Some ideas related to #7994 (closed):

Here are some ideas.

Consider this expression `e`

:

```
let f = λ x. let h = f (g1 x)
in λ y. x `seq` h (g2 y)
in ...f a 2..... f 3 4 ...
```

This can be rewritten to

```
let f = λ x. let h = f (g1 x)
in λ y. x `seq` h (g2 y)
r = ...f a 2..... f 3 4 ...
in r
```

how can we analyse that to achieve the desired effect (i.e. arity 2 for `f`

and hence strict in `x`

, and `λ y`

one-shot)?

We need to calculate the demand on `f`

and `r`

in the fix point analysis, instead of always starting with a `cleanEvalDmd`

in `dmdAnalRhs`

.

So thinking of the mutual recursion as simple recursion with a tuple, an incoming demand `d`

on all of `e`

is turned into an initial demand `(Abs, d)`

on `(f,r)`

.

The first iteration analyses `f`

with demand `Abs`

(i.e. not at all) and `r`

with demand `d`

, while using `botDmdType`

for `f`

in the environment of the analyser. Then the result of this analysis is a demand type with `{f → C(C¹(S)), r → Abs, a → Hyper }`

.

We lub this with the demand from the outside `(Abs, d)`

and re-start with `(C(C¹(S)), d)`

. `f`

is still as diverging in the strictness signature.
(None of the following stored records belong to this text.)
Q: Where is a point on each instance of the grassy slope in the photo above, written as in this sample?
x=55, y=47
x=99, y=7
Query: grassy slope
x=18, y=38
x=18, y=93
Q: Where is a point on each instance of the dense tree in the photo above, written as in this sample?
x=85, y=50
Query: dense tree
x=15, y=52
But this, we will also get the demand from `f`

on `f`

into the result. But if we start with `C(C¹(C))`

for `f`

, then `f`

puts that on itself! The resulting demand is thus the same (`{f → C(C¹(S)), r → Abs, a → Hyper }`

), but in this pass, we will also have found out something about `f`

strictness signature, which we now can consider to be `<S><L>`

. Note that we were allowed to create this signature with two arguments, because the demand had two levels of calls.

The demand stayed the same, but the strictness signature changed. So we do another iteration. This now relaxes the demand on `a`

and we obtain `{f → C(C¹(S)), r → Abs, a → S }`

, with `f`

strictness signature unchanged.

A last round and the demand put on `f`

by its RHS and `r`

stays the same, as well as `f`

demand signature, and we have the desired results.

In the counter-example

```
let f = λ x. let h = f (g1 x)
in λ y... map h...
in ...f 1 2..... f 3 4 ...
```

the second iteration would try `C(C¹(S))`

on `f`

as before, but it would be `C(S)`

in the third run, because of the demand put on `f`

by `f`

itself.

The problem with this approach is that it is not monotone, as we update the strictness signatures. It might be `<S><L>`

in one iteration (which causes `(f x)`

to put a lazy demand on `x`

) and `<S>`

in the next (causing `(f x)`

to put a strict demand on `x`

). So the fixed-point iteration might not terminate...

Maybe it is enough to over-approximate the demand within the fixed-point iteration? I.e. if `f`

has signature `<S><L>`

, then `(f x)`

puts a strict demand on `x`

. Presumably if in the next iteration, `f`

has only `<S>`

, then nothing went wrong; if it then has `<L>`

, we can still reduce the demand on `x`

. Note that we always start from a strong demand and converge towards a weaker demand.